So, here's what my course policy is, and how it's working.


Excerpt from syllabus which states a course policy about AI/LLM use. Text reads: ACADEMIC INTEGRITY Participating regularly in discussions and staying up to date on coursework is an important aspect of academic integrity. In addition, you must also follow UW’s Academic Honesty Code (UW Regulation 2-114), which prohibits acts of plagiarism. For the purposes of this course, plagiarism is presenting the writing, images, or other intellectual property of others as one’s own without appropriate permission, attribution and/or citation. Just as you cite written sources, you are expected to attribute images with the same diligence. If you have questions about how to credit and/or cite sources and images in your work, please contact me; I’m happy to help you.  Note: Academic dishonesty includes anything that represents someone else’s ideas as your own without attribution. Representing someone else’s work as your own is intellectual theft – stealing – and includes (but is not limited to): unapproved assistance on exams plagiarism (use of any amount of another person’s writings, blog posts, images, publications, and other materials without attributing that material to that person with citations, including ideas conjured up by Large Language Models, aka AI such as ChatGPT, or AI-generated images, etc.) fabrication of referenced information (which LLMs like ChatGPT are well-known to do frequently).  Facilitation of another person’s academic dishonesty is also considered academic dishonesty and will be treated identically.  To read full policy, read the full blog post.
Screenshot of an excerpt from my AI/LLM policy for my spring 2025 scicomm course. To read the full policy, scroll down in this blog post to the subheader “my AI policy.”

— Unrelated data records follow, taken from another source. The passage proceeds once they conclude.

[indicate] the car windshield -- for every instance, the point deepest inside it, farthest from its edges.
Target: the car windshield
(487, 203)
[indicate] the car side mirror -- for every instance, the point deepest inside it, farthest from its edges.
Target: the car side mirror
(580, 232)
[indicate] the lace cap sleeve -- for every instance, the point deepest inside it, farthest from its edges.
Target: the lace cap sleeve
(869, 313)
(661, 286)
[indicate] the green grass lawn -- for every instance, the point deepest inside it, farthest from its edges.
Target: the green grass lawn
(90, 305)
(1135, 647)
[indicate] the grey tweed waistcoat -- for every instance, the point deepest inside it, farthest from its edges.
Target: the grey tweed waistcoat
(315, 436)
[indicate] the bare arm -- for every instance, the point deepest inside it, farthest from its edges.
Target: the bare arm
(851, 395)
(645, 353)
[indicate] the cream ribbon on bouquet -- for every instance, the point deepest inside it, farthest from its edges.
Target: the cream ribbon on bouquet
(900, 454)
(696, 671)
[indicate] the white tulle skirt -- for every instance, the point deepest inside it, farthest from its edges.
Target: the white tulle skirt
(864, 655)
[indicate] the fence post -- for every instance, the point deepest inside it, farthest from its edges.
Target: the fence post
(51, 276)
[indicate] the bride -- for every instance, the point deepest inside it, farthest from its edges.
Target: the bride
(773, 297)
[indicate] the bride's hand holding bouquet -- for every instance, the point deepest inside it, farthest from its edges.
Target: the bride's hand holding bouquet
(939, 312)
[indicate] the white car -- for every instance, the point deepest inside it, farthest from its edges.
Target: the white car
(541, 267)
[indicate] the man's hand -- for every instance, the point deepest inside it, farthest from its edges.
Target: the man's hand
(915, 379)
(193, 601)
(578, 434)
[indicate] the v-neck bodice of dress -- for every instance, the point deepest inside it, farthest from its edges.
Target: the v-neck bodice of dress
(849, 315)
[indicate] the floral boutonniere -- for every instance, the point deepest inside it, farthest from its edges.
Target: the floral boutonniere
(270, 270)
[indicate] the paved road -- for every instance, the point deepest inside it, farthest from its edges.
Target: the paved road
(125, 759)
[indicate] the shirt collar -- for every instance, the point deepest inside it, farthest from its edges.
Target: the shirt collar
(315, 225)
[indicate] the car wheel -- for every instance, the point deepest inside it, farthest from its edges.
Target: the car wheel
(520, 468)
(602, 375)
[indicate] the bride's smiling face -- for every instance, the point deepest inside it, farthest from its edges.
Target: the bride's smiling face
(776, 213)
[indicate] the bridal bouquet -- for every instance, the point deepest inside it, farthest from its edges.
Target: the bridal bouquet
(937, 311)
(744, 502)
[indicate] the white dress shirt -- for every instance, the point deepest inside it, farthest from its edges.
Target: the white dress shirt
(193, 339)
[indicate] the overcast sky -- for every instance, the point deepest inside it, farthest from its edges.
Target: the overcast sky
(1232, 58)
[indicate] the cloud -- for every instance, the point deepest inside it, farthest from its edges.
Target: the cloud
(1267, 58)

A colleague at another institution recently asked me how I was handling AI in my courses. He knows I teach writing and writing-intensive courses, so it was a fair bet that I have opinions.


GenAI/LLM concerns

What he perhaps did not know is that this is the stickiest topic in the writing mentorship book I co-wrote with Stephen B. Heard (pre-order now! use UCPNEW for 30% off!). While we navigated many philosophical, stylistic, and practical differences, LLMs are the mole hill Steve and I could have easily built into a mountain.


Steve has written a fair bit about his (mostly positive) stance on AI/LLM use in writing, STEM training, etc. I have only written one thing until now—and it was a firm critique of Chat-GPT’s incompetence. You’ll have to read our book to see how we resolved our differences!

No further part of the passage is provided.